Comment ces expressions se transmettaient
Avant l’écrit généralisé, l’expression et le dicton étaient des outils de mémoire collective. Leur forme — courte, rythmée, souvent rimée — n’était pas un hasard : elle facilitait la mémorisation et la transmission orale, de génération en génération, dans un monde où peu de gens savaient lire. Le dicton était une bibliothèque portative de sagesse pratique, gravée dans les esprits par la répétition.
La transmission se faisait dans les lieux de la vie quotidienne : aux champs, où les anciens commentaient le travail à l’aide de formules consacrées ; à la veillée, où l’on s’amusait à deviner le sens d’expressions imagées ; au marché, où les échanges verbaux étaient un art ; à l’église et aux fêtes, où le calendrier des saints fixait les dictons météo.
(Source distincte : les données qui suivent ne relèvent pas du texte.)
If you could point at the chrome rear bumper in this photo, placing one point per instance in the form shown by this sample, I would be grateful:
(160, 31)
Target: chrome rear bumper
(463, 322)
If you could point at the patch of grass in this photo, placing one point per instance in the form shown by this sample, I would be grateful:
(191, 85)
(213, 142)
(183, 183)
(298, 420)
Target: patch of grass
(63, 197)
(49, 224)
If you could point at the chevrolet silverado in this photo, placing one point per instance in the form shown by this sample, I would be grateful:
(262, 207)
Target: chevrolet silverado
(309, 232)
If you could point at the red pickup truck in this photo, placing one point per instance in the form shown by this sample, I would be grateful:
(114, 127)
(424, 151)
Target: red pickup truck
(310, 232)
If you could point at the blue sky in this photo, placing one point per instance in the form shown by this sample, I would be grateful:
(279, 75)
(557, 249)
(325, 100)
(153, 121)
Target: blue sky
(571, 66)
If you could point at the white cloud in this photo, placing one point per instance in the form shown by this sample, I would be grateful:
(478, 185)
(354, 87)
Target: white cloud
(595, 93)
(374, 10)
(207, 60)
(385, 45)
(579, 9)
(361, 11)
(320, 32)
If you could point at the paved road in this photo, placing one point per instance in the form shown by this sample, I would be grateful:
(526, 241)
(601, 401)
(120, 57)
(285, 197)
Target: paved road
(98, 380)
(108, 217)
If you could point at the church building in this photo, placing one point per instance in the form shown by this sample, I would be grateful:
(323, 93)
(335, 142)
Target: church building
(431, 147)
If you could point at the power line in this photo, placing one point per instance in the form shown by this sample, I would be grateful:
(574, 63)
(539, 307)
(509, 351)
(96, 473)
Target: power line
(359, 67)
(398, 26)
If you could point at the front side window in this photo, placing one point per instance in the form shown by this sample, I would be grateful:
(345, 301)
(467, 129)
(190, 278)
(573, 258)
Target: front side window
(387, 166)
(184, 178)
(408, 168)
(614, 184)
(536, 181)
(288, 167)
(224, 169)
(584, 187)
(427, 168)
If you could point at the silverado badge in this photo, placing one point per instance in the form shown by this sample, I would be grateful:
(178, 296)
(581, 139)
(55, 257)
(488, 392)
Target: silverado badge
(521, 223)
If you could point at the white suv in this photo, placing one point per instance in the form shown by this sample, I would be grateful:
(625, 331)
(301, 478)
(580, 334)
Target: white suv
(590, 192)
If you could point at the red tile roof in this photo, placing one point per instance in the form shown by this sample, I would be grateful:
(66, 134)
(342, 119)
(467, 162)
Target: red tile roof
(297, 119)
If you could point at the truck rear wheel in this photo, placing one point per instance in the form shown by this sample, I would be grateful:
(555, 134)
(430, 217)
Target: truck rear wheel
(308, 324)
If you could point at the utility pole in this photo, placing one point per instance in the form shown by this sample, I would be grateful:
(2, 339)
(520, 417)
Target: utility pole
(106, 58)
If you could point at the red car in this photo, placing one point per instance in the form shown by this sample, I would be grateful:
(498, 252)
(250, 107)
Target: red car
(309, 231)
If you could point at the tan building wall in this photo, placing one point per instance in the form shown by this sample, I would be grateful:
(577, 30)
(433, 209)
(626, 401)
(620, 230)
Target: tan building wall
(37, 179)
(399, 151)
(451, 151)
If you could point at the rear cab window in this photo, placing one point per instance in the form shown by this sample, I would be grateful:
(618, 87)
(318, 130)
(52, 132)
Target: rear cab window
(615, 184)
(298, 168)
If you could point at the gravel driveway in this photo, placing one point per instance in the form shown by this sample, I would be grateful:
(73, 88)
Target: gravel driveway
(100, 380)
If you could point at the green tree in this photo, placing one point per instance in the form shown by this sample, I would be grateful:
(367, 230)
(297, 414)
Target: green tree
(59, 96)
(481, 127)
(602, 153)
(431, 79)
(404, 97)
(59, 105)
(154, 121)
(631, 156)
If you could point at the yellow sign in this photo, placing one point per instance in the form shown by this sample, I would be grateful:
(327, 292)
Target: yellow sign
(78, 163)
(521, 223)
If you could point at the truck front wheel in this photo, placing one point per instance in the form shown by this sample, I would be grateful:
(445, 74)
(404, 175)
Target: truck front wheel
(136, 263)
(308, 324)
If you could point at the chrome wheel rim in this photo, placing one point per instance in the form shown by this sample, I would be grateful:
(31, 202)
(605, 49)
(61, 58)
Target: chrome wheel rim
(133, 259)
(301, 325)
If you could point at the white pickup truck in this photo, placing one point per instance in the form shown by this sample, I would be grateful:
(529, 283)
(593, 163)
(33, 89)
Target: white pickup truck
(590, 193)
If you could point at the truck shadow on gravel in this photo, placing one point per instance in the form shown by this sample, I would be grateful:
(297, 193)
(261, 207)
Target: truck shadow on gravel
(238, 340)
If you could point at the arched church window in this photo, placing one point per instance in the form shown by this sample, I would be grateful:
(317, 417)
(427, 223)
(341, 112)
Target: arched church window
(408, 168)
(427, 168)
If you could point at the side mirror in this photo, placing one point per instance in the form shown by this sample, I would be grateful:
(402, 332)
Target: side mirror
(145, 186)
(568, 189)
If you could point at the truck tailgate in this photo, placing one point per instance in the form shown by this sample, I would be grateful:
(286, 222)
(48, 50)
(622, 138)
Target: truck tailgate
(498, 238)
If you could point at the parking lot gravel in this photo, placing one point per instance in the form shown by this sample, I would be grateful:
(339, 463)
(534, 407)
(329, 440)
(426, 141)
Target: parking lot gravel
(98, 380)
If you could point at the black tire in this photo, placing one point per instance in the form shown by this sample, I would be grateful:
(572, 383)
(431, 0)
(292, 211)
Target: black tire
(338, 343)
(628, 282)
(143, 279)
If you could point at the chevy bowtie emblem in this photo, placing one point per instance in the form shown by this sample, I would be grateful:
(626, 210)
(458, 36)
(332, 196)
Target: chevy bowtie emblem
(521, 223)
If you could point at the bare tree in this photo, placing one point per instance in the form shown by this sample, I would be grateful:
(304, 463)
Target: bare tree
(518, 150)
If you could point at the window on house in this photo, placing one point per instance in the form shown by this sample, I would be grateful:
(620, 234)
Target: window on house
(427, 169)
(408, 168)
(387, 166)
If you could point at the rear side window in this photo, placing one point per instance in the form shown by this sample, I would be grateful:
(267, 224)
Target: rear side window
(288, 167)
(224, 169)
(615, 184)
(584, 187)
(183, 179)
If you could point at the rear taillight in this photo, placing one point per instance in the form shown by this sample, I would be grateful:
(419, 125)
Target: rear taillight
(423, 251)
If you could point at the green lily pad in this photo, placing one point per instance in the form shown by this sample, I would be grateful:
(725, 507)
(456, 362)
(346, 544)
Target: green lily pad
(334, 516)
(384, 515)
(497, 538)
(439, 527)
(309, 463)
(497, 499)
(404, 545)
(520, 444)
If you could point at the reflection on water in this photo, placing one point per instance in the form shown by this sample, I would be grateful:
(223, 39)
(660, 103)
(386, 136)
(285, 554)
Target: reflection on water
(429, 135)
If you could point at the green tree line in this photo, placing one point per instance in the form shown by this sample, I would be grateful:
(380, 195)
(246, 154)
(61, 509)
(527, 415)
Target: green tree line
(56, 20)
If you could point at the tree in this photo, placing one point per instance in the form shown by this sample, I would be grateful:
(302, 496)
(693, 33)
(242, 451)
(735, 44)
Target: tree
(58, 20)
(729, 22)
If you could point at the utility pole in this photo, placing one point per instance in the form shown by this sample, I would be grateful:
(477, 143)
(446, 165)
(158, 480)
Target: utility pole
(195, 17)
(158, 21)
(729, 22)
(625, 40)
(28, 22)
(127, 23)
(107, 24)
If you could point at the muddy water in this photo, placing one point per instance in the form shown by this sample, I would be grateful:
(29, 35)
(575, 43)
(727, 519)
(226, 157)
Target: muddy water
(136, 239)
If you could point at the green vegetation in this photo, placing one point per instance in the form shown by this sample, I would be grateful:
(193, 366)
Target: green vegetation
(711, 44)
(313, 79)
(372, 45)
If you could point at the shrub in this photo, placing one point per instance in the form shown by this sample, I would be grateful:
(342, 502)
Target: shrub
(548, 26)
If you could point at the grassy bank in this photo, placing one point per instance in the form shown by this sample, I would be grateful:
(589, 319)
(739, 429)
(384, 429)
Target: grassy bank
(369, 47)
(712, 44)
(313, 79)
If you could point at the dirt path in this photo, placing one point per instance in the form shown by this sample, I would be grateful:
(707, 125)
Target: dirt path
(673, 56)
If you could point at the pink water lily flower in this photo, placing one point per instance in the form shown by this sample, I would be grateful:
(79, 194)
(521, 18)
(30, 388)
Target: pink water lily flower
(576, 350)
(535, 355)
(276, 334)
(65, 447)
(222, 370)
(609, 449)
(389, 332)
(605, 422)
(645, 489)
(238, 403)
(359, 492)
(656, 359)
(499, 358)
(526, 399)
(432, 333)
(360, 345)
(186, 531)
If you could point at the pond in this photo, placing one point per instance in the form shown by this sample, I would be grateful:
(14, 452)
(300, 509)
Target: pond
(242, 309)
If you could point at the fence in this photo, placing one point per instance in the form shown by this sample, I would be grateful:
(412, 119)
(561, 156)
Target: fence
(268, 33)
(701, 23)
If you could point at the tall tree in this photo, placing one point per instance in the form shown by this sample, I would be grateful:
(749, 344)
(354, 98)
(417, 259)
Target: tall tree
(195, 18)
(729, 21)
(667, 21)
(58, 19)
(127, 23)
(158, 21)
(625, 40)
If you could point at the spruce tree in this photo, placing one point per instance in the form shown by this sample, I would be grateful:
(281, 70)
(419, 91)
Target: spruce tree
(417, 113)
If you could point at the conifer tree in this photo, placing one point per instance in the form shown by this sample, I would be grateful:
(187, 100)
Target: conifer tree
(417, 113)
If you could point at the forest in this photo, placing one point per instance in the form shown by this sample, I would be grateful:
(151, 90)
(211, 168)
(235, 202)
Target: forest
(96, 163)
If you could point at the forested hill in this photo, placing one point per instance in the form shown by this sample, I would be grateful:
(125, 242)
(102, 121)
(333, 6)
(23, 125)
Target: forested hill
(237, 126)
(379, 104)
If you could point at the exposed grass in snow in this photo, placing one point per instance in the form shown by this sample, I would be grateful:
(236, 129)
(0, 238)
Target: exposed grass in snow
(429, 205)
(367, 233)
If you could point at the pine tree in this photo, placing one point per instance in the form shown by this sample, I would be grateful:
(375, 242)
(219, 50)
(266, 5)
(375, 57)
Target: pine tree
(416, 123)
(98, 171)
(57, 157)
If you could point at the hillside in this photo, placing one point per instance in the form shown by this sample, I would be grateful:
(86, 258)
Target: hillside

L’enfant apprenait ces tournures par imprégnation, sans effort, comme il apprenait la langue elle-même.
Aujourd’hui, cette transmission naturelle s’est interrompue avec la disparition du monde rural traditionnel. Ce sont désormais les collecteurs, les associations de patoisants et les ouvrages spécialisés qui prennent le relais. Pour qui veut s’y plonger sérieusement, notre guide pour apprendre le patois comtois et trouver les bonnes ressources recense les dictionnaires, recueils et cercles où ces expressions sont consignées et transmises. Chaque formule sauvegardée est un fragment de mémoire arraché à l’oubli.
La sagesse populaire et les proverbes de vie
Enfin, le parler comtois n’oubliait pas la philosophie. À côté des dictons pratiques, circulaient des proverbes de vie qui énonçaient une morale, un conseil de prudence ou une vérité sur la condition humaine. Économie, patience, méfiance envers les beaux parleurs, valeur du travail bien fait : ces proverbes reflètent l’éthique d’une société rurale où la survie dépendait de la prévoyance et de la solidarité.
« Petit à petit, l’oiseau fait son nid » illustrait la valeur de la persévérance et de l’épargne. Les mises en garde contre la précipitation, la dépense inconsidérée ou la confiance excessive abondaient, traduisant la prudence d’un monde où les mauvaises années pouvaient ruiner une famille. Cette sagesse de bon sens, souvent teintée d’humour, est l’un des héritages les plus universels et les plus actuels de la culture comtoise.
Ces proverbes rappellent que le patois n’était pas qu’un outil de communication : il portait une vision du monde, une échelle de valeurs, une morale partagée. En les transmettant, on ne sauvegarde pas seulement des mots, mais une manière d’habiter le temps et le territoire — une démarche que l’UNESCO reconnaît comme essentielle à la diversité culturelle à travers la sauvegarde des langues régionales menacées.
Conclusion
Les expressions et dictons comtois sont la part la plus vivante et la plus accessible du patrimoine linguistique de Franche-Comté. Plus que les mots isolés, ils racontent une culture : son humour discret, son lien à la terre et au ciel, sa sagesse paysanne. Du portrait malicieux des caractères aux prévisions météo calées sur les saints, en passant par les proverbes de vie, ils dessinent le portrait d’un peuple attentif à la nature et fidèle au bon sens.
Les apprendre, c’est s’offrir une clé d’entrée joyeuse dans la langue régionale. La prochaine fois qu’un ciel bas s’annoncera sur les vals du Doubs ou qu’un voisin se montrera « dur de comprenure », vous saurez qu’une formule comtoise existe pour le dire — et qu’en la prononçant, vous prolongez une mémoire vieille de plusieurs siècles.